Scientists have shown that a compound found in grapes and red wine, resveratrol, helps balance hormone levels in women with polycystic ovary syndrome (PCOS).
The abnormal hormone levels that characterize PCOS can lead to infertility, hirsutism, weight gain, acne, and male pattern baldness. In addition, the hormonal imbalance can cause insulin resistance, increasing the risk for type 2 diabetes.
Approximately five to ten percent of women at childbearing age are affected by PCOS, a condition responsible for 70 percent of the infertility concerns in women who have trouble ovulating. About 40 percent of women, aged 20 to 50, with glucose intolerance or diabetes have PCOS.

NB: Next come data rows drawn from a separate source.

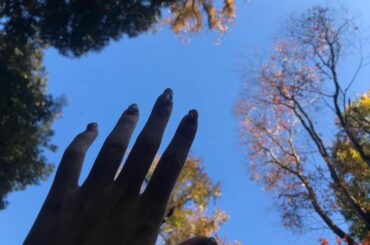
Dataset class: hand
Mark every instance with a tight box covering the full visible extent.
[25,89,215,245]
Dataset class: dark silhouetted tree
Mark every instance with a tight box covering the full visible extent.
[0,0,235,56]
[0,36,63,209]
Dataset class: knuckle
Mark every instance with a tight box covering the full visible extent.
[106,136,126,151]
[64,145,85,157]
[162,155,184,176]
[138,135,160,152]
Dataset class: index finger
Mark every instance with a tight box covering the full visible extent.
[142,110,198,208]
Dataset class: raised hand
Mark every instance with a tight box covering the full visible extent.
[24,89,216,245]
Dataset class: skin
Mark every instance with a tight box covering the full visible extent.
[24,89,217,245]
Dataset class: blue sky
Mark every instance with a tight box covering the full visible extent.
[0,0,370,245]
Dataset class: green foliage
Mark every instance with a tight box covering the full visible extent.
[147,158,241,245]
[333,91,370,240]
[0,36,63,209]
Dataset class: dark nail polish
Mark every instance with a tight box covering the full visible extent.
[208,237,217,245]
[162,88,173,102]
[127,103,139,114]
[188,109,198,121]
[86,122,98,131]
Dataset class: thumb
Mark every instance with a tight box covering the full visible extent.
[179,236,217,245]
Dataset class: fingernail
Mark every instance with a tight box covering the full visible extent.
[86,122,98,131]
[127,103,139,115]
[188,109,198,121]
[162,88,173,102]
[208,237,217,245]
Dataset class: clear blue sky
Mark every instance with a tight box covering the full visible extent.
[0,0,370,245]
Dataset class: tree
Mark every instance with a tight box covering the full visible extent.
[0,0,235,56]
[142,157,241,245]
[333,90,370,240]
[236,6,370,244]
[0,0,234,209]
[0,36,63,210]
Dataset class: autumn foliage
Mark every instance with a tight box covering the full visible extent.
[236,6,370,244]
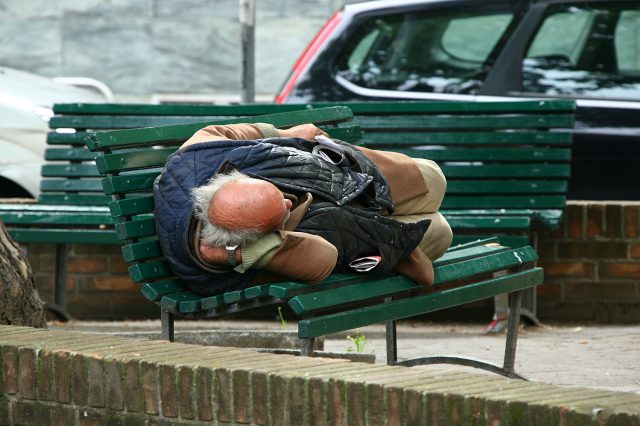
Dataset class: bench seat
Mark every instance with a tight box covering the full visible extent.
[86,107,542,377]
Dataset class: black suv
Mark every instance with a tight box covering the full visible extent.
[276,0,640,200]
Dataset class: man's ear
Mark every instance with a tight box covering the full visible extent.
[218,160,240,175]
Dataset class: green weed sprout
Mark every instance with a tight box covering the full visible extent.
[347,330,367,353]
[278,306,287,330]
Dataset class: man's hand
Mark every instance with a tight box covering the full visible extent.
[279,124,329,141]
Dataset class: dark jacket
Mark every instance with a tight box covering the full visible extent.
[154,138,429,294]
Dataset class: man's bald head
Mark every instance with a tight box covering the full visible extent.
[192,171,291,246]
[209,179,287,232]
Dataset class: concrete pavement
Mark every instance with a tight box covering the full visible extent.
[50,320,640,393]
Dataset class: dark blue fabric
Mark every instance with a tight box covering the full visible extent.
[154,138,416,294]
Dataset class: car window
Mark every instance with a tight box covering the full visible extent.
[522,2,640,99]
[336,10,512,93]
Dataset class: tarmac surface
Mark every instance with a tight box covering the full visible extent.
[49,321,640,393]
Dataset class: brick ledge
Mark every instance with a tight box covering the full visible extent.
[0,326,640,425]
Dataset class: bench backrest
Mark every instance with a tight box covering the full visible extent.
[38,104,316,206]
[336,101,575,229]
[86,107,361,300]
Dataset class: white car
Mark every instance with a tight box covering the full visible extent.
[0,67,113,198]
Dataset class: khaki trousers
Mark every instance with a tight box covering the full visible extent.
[391,158,453,260]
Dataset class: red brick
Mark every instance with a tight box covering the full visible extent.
[558,241,627,259]
[2,346,18,394]
[71,354,89,405]
[178,367,196,420]
[540,262,595,278]
[536,277,562,298]
[307,378,328,426]
[91,275,140,292]
[565,204,586,238]
[140,362,159,414]
[109,254,129,276]
[124,361,144,413]
[159,365,178,417]
[251,372,269,425]
[587,204,605,237]
[18,348,36,399]
[87,358,106,407]
[104,360,124,411]
[51,406,76,425]
[404,390,426,425]
[287,377,306,425]
[214,369,232,423]
[563,282,640,303]
[327,379,346,425]
[623,205,640,238]
[600,262,640,279]
[269,376,288,425]
[195,367,213,421]
[231,370,251,423]
[37,350,56,401]
[69,257,107,274]
[54,351,71,403]
[385,386,402,426]
[605,203,623,238]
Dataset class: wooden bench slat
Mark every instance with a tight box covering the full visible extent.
[116,219,156,240]
[44,148,96,161]
[38,192,109,206]
[122,240,162,262]
[47,131,89,148]
[358,128,572,148]
[392,147,571,163]
[41,163,100,177]
[87,107,353,151]
[298,268,543,338]
[160,291,202,313]
[289,243,538,316]
[289,275,418,316]
[7,228,119,244]
[140,280,187,302]
[453,235,530,248]
[102,170,160,195]
[311,99,576,115]
[447,216,531,231]
[53,103,308,116]
[96,148,176,174]
[354,114,574,133]
[447,179,568,195]
[2,211,116,228]
[109,195,154,217]
[440,163,571,179]
[442,195,565,210]
[129,261,173,283]
[40,179,107,192]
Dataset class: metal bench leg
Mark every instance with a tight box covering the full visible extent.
[160,308,174,342]
[300,337,316,356]
[44,243,71,321]
[384,297,398,365]
[503,290,524,377]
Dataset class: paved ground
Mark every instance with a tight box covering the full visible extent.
[51,321,640,393]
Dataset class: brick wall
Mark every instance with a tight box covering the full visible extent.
[0,326,640,426]
[22,201,640,323]
[26,244,160,320]
[538,201,640,322]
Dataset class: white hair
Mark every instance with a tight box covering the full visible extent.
[191,170,263,247]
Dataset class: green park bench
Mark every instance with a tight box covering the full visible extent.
[330,100,575,324]
[51,100,575,323]
[0,104,330,320]
[86,107,543,377]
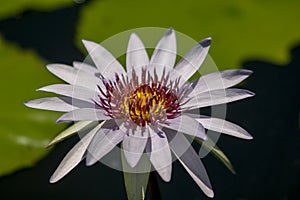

The resveratrol study involved 30 women with PCOS, recruited through the Poznan University of Medical Sciences in Poznan, Poland. Half of them were given a 1,500 mg daily dose of resveratrol, and half received a daily placebo. At the start of the study, and after three months treatment, the participants’ hormone levels and diabetes risk factors were assessed.
At three months, the group that received the resveratrol supplements:
Showed a 23.1 percent drop in their testosterone levels.
Demonstrated a 22.2 percent decrease in DHEAS (dehydroepiandrosterone sulfate), a hormone the body can convert into testosterone.
Had their fasting insulin levels diminish by 31.8 percent, reducing the risk of type 2 diabetes.
In contrast, the placebo group experienced a 2.9 percent rise in testosterone levels, and a 10.5 percent increase in DHEAS.
Resveratrol is often studied for its antioxidant, anti-inflammatory, and heart-healthy properties. Beside red wine and grapes, resveratrol is abundant in peanuts, pistachios, cacao beans, and a variety of berries. As an antioxidant, resveratrol protects the body from harmful molecules called free radicals by capturing, neutralizing, and helping dispose of them. Now, the Poznan study suggests resveratrol can aid hormonal balance as well.
“This nutritional supplement can help moderate the hormone imbalance that is one of the central features of PCOS,” says Dr. Antoni J. Duleba, the study’s senior author. “The findings [also] suggest resveratrol can improve the body’s ability to use insulin and potentially lower the risk of developing diabetes.”
Future research by Duleba and colleagues may focus on understanding how resveratrol adjusts hormonal imbalances in women.